Studio scenografico internazionale, fondato a Milano da Cristiana Picco, Florian Boje e Claudio Santucci, che da oltre 15 anni, plasma arte, design, architettura e gusto cinematografico per trasformarli in puro spettacolo. Lo studio racchiude le competenze multidisciplinari di scenografi, designer, architetti e grafici per esplorare i linguaggi differenti di televisione, teatro, concerto, fino ai padiglioni espositivi ed ai grandi eventi internazionali. Tra le esperienze più note gli spettacoli televisivi di Adriano Celentano e il palco di Vasco Rossi, la cerimonia del Bicentenario del Messico e le numerose installazioni per gli eventi della Moda. Dalla Cina a Dubai, da Roma a Stoccolma, ogni spettacolo diventa un’esperienza dinamica, cinetica, con spazi architettonici che riproducono dal vivo la magia del cinema. Giò Forma ha seguito con la propria passione, il talento di Davide Livermore in diverse rappresentazioni liriche come Otello di Verdi a Valencia.

 

Un nuovo vaso Italia

In collaborazione con: Dipartimento di Agronomia, Animali, Alimenti, Risorse naturali e Ambiente (DAFNAE) e Dipartimento Territorio e Sistemi Agro-Forestali (TESAF) – Università di Padova
Un progetto promosso da: Flormart – Padova Fiere
Adattamento dei contenuti a cura di: Coloco studio

L’Italia è il Paese con la più alta biodiversità in Europa, una ricchezza fragile e inestimabile che ci rende unici al mondo. Siamo un ponte gettato nel cuore del Mediterraneo, con una gamma straordinaria di climi, di ecosistemi e di paesaggi dalle Alpi alla Sicilia. Ma non solo: le stesse ragioni che hanno prodotto questa diversità di piante, di animali e di suoli sono alla base della grandissima diversità culturale, linguistica e artigianale del nostro Paese. La cucina italiana, la dieta mediterranea, i paesaggi della penisola nascono da questa diversità al contempo biologica e culturale. L’installazione rappresenta il Paese attraverso una selezione di piante che sono simbolo della sua storia, della sua cucina, del suo ingegno nel costruire un ambiente sostenibile, delle sue tradizioni e insieme del suo futuro. Ed è la testimonianza che la nostra penisola è da sempre al centro di scambi.

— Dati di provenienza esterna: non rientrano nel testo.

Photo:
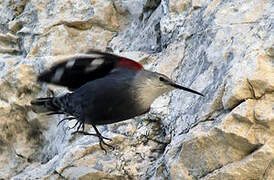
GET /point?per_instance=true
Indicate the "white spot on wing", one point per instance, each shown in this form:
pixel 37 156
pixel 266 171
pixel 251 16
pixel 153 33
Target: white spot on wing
pixel 57 75
pixel 90 68
pixel 69 64
pixel 97 62
pixel 94 65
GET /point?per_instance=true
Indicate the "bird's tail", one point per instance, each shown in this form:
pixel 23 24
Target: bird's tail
pixel 51 105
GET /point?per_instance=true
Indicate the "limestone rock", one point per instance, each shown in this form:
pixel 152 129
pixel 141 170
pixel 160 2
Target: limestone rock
pixel 223 49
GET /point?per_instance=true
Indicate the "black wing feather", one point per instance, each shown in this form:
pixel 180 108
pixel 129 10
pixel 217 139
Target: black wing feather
pixel 78 70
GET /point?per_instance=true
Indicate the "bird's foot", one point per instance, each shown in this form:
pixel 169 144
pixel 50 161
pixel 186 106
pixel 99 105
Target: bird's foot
pixel 101 139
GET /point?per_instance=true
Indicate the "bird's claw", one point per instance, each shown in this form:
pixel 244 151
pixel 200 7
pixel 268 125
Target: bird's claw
pixel 101 139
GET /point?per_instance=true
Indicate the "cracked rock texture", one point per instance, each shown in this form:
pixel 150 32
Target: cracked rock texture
pixel 224 49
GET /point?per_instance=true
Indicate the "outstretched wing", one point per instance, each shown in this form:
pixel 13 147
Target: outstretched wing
pixel 80 69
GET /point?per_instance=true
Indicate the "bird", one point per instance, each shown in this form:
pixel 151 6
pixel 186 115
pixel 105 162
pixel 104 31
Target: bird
pixel 104 88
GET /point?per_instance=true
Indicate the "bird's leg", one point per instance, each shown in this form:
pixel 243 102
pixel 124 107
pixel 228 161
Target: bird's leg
pixel 99 135
pixel 101 139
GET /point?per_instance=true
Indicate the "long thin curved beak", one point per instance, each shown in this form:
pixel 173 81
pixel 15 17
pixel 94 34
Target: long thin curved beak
pixel 184 88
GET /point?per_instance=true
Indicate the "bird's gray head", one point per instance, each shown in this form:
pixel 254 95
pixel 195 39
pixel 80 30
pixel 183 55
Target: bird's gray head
pixel 152 85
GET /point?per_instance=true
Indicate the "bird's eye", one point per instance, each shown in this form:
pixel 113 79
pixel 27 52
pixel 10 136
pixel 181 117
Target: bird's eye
pixel 161 79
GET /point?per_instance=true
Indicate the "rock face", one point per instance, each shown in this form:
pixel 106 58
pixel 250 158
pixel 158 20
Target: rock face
pixel 223 49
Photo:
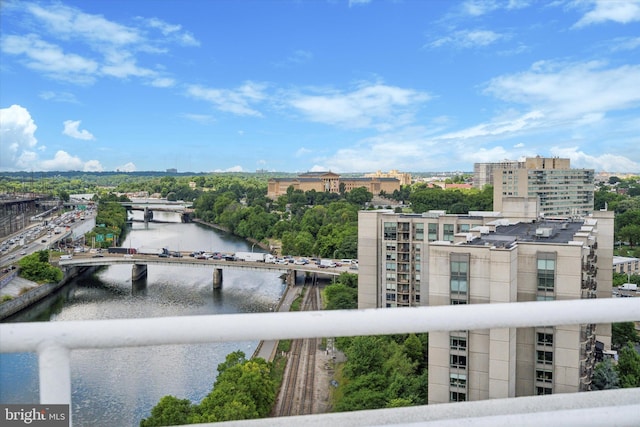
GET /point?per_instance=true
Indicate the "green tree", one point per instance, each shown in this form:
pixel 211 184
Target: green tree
pixel 605 376
pixel 364 355
pixel 169 411
pixel 623 333
pixel 359 196
pixel 36 267
pixel 367 391
pixel 628 367
pixel 340 297
pixel 414 349
pixel 630 233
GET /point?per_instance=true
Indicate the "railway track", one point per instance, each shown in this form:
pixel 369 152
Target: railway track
pixel 296 394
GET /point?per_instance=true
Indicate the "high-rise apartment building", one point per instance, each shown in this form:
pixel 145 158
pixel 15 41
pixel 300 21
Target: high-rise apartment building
pixel 562 191
pixel 438 259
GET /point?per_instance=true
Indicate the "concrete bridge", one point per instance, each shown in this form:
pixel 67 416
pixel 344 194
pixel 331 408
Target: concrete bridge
pixel 140 264
pixel 148 207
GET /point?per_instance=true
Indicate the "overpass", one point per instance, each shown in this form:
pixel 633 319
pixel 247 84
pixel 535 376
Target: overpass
pixel 148 207
pixel 141 262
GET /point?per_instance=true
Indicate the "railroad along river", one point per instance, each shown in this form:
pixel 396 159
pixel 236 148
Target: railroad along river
pixel 118 387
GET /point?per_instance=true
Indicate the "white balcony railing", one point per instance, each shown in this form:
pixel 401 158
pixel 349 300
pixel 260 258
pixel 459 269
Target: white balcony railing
pixel 53 341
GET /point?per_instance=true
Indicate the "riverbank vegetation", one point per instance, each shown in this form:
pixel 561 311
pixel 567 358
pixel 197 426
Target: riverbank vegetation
pixel 36 267
pixel 244 389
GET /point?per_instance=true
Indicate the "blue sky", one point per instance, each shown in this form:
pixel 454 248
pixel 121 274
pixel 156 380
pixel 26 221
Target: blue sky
pixel 294 86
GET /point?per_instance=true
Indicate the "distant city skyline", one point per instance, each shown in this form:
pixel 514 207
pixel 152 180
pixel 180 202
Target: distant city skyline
pixel 350 86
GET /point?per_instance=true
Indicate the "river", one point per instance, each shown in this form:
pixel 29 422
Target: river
pixel 119 387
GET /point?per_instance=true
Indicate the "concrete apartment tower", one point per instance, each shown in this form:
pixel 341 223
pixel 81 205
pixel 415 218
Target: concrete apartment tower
pixel 561 190
pixel 430 259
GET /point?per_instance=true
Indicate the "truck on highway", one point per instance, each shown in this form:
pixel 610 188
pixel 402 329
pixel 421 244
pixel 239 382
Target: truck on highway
pixel 119 250
pixel 254 256
pixel 161 252
pixel 326 263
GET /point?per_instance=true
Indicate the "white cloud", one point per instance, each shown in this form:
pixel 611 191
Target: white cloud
pixel 302 152
pixel 92 166
pixel 102 47
pixel 467 39
pixel 62 161
pixel 620 11
pixel 479 7
pixel 69 22
pixel 127 167
pixel 603 162
pixel 199 118
pixel 71 128
pixel 369 106
pixel 50 95
pixel 163 82
pixel 50 59
pixel 297 57
pixel 173 31
pixel 358 2
pixel 238 101
pixel 570 90
pixel 504 125
pixel 17 133
pixel 231 169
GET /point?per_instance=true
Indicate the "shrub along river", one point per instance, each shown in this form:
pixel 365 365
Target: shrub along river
pixel 119 387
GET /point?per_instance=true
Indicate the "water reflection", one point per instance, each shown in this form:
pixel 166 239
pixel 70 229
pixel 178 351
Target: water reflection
pixel 120 386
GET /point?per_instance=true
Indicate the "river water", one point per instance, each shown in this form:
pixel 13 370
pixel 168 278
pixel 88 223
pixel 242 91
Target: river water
pixel 119 387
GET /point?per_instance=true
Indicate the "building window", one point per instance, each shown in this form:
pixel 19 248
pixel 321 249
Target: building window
pixel 544 376
pixel 459 277
pixel 447 231
pixel 458 361
pixel 545 357
pixel 419 231
pixel 543 390
pixel 458 343
pixel 390 231
pixel 455 396
pixel 545 338
pixel 546 272
pixel 433 232
pixel 458 380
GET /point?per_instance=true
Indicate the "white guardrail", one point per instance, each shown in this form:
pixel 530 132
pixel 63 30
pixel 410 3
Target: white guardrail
pixel 53 341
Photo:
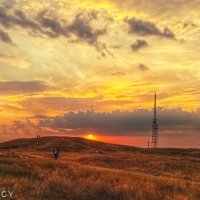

Proprio all’Orto botanico di Padova – il più antico Orto universitario del mondo e oggi Patrimonio Unesco – vennero ad esempio importati in Europa la patata, il gelsomino, il rabarbaro, il banano; e sempre qui venne descritto per la prima volta il caffè, una pianta africana dalle straordinarie virtù. I viaggi delle piante mostrano come il mondo abbia nutrito l’Italia e l’Italia abbia nutrito il mondo. E questo mosaico di diversità può diventare un serbatoio di innovazioni, la risposta italiana per un futuro sostenibile fatto di qualità.